Люси сидела поодаль от Эдвила и теребила агатовый браслет. То, что он рассказывал ей было полно рассудительности, но притом отдавало бредом лунатика. Одно Люси понимала с абсолютной уверенностью — она угодила в лапы всесильного безумца.

— Если бы ты помогла мне достичь единства с пламенем, я бы обрёл свободу…

— От твоих рук гибнут и невинные люди, Эд! Почему нельзя остановиться?!

Он глядел на неё неотрывно и умоляюще, а отсветы того, кому он поклонялся, окрашивали его милое лицо в цвет крови.

— Потому что бег огня остановить невозможно.

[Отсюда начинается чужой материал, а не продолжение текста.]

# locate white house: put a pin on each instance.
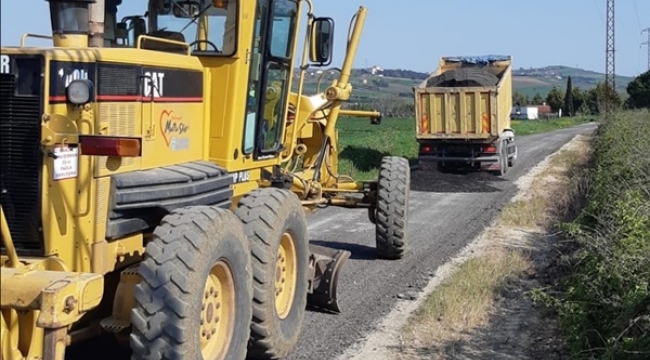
(524, 113)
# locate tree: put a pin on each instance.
(554, 99)
(579, 106)
(519, 99)
(597, 96)
(639, 91)
(568, 99)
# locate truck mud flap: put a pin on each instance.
(325, 265)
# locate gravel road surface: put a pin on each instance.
(446, 212)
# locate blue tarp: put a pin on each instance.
(482, 60)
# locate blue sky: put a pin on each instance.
(414, 34)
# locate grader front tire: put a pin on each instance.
(194, 300)
(392, 207)
(277, 231)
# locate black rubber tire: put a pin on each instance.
(372, 214)
(185, 246)
(391, 229)
(266, 215)
(464, 77)
(503, 160)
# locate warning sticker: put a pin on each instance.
(66, 163)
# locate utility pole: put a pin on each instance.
(647, 44)
(610, 65)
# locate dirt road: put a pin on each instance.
(446, 212)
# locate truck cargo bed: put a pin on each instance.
(465, 98)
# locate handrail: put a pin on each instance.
(36, 36)
(8, 241)
(164, 41)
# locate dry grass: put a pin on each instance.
(467, 300)
(552, 192)
(463, 302)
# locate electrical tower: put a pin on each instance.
(647, 43)
(610, 64)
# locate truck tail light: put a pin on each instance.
(110, 146)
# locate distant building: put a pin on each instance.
(530, 112)
(524, 113)
(376, 69)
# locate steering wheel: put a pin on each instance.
(205, 41)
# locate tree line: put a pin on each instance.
(573, 100)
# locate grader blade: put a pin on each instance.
(325, 264)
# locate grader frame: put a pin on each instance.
(91, 276)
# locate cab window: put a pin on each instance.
(209, 26)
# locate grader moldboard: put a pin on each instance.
(157, 172)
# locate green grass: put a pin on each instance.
(362, 145)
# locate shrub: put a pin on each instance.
(605, 301)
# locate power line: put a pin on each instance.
(610, 64)
(647, 43)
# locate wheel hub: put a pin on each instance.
(286, 275)
(217, 312)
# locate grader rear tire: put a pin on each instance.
(391, 228)
(194, 300)
(277, 232)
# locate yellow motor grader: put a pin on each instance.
(155, 175)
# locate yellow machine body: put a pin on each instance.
(98, 143)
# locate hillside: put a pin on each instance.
(392, 83)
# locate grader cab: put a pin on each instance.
(155, 172)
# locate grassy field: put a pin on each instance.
(363, 145)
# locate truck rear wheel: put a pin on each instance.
(392, 207)
(194, 300)
(513, 160)
(276, 227)
(503, 160)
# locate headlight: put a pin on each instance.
(80, 91)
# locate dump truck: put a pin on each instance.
(148, 185)
(462, 113)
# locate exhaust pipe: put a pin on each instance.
(96, 24)
(70, 20)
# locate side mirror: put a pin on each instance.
(376, 120)
(322, 41)
(186, 9)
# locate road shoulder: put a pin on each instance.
(477, 305)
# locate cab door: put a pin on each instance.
(270, 77)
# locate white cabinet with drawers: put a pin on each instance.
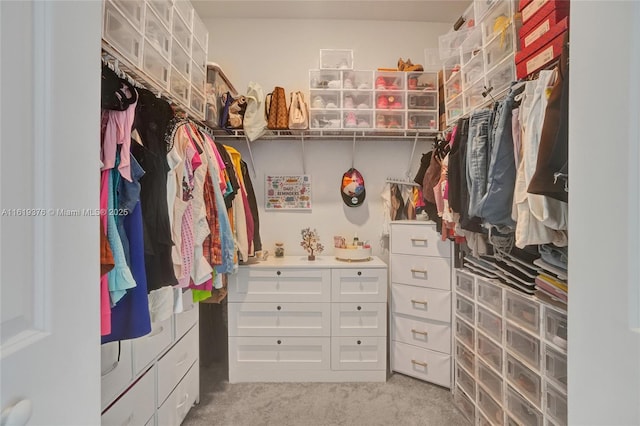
(420, 306)
(153, 380)
(291, 319)
(518, 343)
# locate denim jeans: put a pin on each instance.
(496, 203)
(477, 157)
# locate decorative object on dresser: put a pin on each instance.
(292, 320)
(420, 307)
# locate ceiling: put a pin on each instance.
(377, 10)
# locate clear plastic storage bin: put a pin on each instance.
(490, 295)
(325, 119)
(121, 34)
(357, 80)
(357, 99)
(422, 101)
(523, 311)
(323, 79)
(465, 308)
(556, 405)
(131, 9)
(465, 405)
(523, 345)
(156, 66)
(490, 380)
(490, 323)
(422, 120)
(357, 119)
(524, 379)
(179, 86)
(523, 413)
(501, 77)
(490, 407)
(465, 381)
(389, 80)
(324, 99)
(556, 366)
(465, 357)
(423, 81)
(464, 284)
(336, 59)
(389, 120)
(156, 33)
(181, 61)
(490, 352)
(464, 332)
(555, 327)
(164, 9)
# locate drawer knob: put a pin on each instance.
(420, 363)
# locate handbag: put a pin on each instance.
(276, 109)
(298, 112)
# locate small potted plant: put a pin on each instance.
(311, 243)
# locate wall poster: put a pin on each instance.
(287, 192)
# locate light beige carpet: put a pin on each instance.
(401, 401)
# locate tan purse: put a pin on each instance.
(298, 112)
(276, 107)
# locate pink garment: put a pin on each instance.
(118, 132)
(105, 299)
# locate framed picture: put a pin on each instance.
(287, 192)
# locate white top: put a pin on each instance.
(321, 262)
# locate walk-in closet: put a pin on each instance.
(320, 213)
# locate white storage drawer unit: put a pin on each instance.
(420, 308)
(291, 319)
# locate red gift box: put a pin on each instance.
(530, 11)
(542, 51)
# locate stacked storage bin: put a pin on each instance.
(510, 355)
(165, 42)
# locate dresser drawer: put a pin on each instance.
(426, 334)
(279, 319)
(279, 353)
(136, 406)
(175, 408)
(116, 369)
(421, 302)
(358, 353)
(421, 363)
(280, 285)
(359, 319)
(188, 317)
(433, 272)
(149, 347)
(418, 239)
(176, 362)
(359, 285)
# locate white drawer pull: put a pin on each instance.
(423, 240)
(420, 363)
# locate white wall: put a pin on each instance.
(604, 352)
(281, 52)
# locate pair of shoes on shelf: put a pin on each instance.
(408, 66)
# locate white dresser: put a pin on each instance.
(291, 319)
(420, 270)
(153, 380)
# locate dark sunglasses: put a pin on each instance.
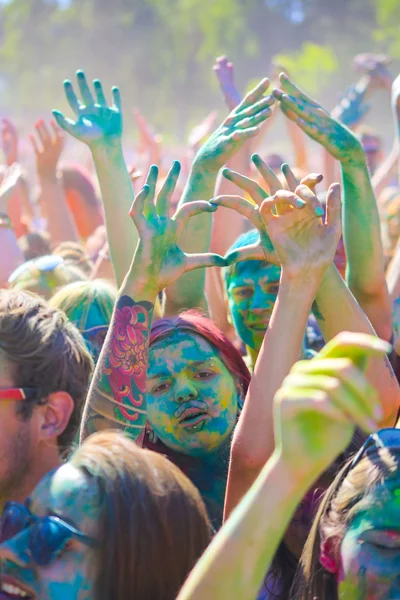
(47, 535)
(384, 438)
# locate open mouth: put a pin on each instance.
(11, 589)
(194, 418)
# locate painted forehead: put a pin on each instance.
(180, 349)
(67, 492)
(255, 269)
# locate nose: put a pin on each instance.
(185, 390)
(16, 550)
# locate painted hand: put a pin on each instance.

А теперь позволь я взгляну на твои раны.

Люси смирилась и протянула ему ладони. Он осторожно приблизился, обогнув костёр, и сел перед нею. Забрал кисти в свои, прильнул к ним лицом и принялся кудесить. Люси видела полоски света между её содранной кожей и его ресницами, пока блаженное тепло гасило боль и приносило облегчение. Эдвил дышал пламенем ей в ладони, не принося разрушений, только помощь. Закончив, он рассмотрел девственную кожу её рук. Огладил и вдруг порывисто расцеловал их. Вновь упал лицом в ладони Люси и прошептал:

— Я искал тебя двести лет.

Загрузка...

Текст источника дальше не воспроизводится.